Çok Uluslu Şirketlerin Egemenliği: Gerçekten Kim Kazanıyor?

Şubat 14, 2025
image_print

İhtiyaçlarımızın büyük bir bölümünü kendi üretimimizden, geri kalanını ise mahalle bakkalından, çarşıdan ve pazardan karşıladığımız zamanlar çoktan geride kaldı. Artık gerçekten ihtiyaç olup olmadığını dahi bilmediğimiz ürünler de dahil her şeyi zincir marketlerden ya da elimizdeki telefonlardan verdiğimiz siparişlerle temin ediyoruz. “İhtiyaçlarımız”, onları giderme yollarımız ve harcama yöntemlerimiz tamamen değişmiş durumda. Sosyal, siyasi, ekonomik ve hatta kültürel hayatımızı derinden etkileyen bu değişim, ilk bakışta hayatı kolaylaştırıyor, seçeneklerimizi ve refahımızı artırıyor gibi görünse de gerçek hiç de öyle değil.

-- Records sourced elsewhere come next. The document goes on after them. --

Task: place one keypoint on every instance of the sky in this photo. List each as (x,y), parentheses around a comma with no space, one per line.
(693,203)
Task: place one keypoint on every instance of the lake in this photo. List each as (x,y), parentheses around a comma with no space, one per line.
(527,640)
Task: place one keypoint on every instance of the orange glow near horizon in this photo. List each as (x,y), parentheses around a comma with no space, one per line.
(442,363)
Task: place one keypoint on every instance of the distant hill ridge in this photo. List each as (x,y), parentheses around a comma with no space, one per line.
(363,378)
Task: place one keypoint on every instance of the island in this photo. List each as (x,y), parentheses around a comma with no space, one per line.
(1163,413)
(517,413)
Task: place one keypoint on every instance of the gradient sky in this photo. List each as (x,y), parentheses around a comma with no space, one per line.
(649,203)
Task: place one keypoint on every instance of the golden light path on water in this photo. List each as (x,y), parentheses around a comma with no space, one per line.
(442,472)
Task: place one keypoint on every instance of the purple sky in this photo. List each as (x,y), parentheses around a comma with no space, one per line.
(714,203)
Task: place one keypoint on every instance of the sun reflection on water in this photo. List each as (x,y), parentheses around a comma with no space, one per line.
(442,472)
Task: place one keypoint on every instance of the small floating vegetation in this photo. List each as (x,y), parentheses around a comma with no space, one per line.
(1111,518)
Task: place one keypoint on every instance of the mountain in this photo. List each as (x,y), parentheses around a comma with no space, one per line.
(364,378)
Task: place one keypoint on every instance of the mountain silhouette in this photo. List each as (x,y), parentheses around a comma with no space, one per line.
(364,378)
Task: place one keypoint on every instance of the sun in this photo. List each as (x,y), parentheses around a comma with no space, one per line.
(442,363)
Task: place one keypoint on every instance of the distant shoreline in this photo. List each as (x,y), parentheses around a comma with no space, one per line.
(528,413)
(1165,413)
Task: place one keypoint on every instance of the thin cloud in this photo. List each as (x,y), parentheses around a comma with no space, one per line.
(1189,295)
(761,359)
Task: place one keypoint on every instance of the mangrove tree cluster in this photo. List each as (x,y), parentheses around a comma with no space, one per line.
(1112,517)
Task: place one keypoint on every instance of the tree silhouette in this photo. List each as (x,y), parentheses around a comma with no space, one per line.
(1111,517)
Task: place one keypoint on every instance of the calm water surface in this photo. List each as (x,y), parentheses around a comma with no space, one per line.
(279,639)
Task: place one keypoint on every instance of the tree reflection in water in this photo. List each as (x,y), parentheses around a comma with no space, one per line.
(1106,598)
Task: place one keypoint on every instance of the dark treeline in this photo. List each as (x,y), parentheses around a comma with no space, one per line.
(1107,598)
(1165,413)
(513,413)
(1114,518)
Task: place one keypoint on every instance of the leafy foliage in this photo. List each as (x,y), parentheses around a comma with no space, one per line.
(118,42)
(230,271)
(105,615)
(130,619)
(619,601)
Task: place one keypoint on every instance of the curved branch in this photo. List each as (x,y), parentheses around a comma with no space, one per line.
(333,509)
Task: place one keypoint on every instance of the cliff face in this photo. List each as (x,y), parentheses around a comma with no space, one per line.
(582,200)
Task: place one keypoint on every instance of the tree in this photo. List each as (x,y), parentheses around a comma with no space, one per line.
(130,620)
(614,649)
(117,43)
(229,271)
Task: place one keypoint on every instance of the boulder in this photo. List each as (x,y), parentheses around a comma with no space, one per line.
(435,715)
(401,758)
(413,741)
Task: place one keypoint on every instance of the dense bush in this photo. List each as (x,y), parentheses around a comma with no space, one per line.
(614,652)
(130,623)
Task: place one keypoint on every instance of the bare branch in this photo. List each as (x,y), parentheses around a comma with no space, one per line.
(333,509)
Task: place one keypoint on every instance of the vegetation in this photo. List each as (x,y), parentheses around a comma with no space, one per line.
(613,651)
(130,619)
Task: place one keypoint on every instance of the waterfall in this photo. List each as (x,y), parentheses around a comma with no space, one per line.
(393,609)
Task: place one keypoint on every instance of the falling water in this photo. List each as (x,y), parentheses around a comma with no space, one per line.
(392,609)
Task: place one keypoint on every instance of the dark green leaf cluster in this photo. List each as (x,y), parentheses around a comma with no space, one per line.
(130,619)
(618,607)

Kendine yetebilen hane halkı ve küçük üreticiler her geçen gün güç kaybederek daha bağımlı hale geliyor. Küreselleşme, ölçek ekonomisinin rekabeti ve dijitalleşmenin ulaştığı hızla birlikte, bir elin parmaklarını geçmeyecek sayıda kişinin sahibi olduğu çok uluslu şirketler hem sermayelerini hem de güçlerini sürekli artırıyor. Sistemin, reklam endüstrisi sayesinde oluşturulan “hayatı kolaylaştırıcı” imajının altını biraz kazıdığımızda, kimin kazandığı ve kimlerin mağdur olduğu daha net ortaya çıkıyor. Yerel ve hatta ulusal düzeyde üreticiler, çok uluslu firmalar karşısında güç kaybederek ya küçülüyor, ya bu büyük yapılarla birleşerek onların bünyesine dahil oluyor ya da tamamen piyasadan çekiliyor.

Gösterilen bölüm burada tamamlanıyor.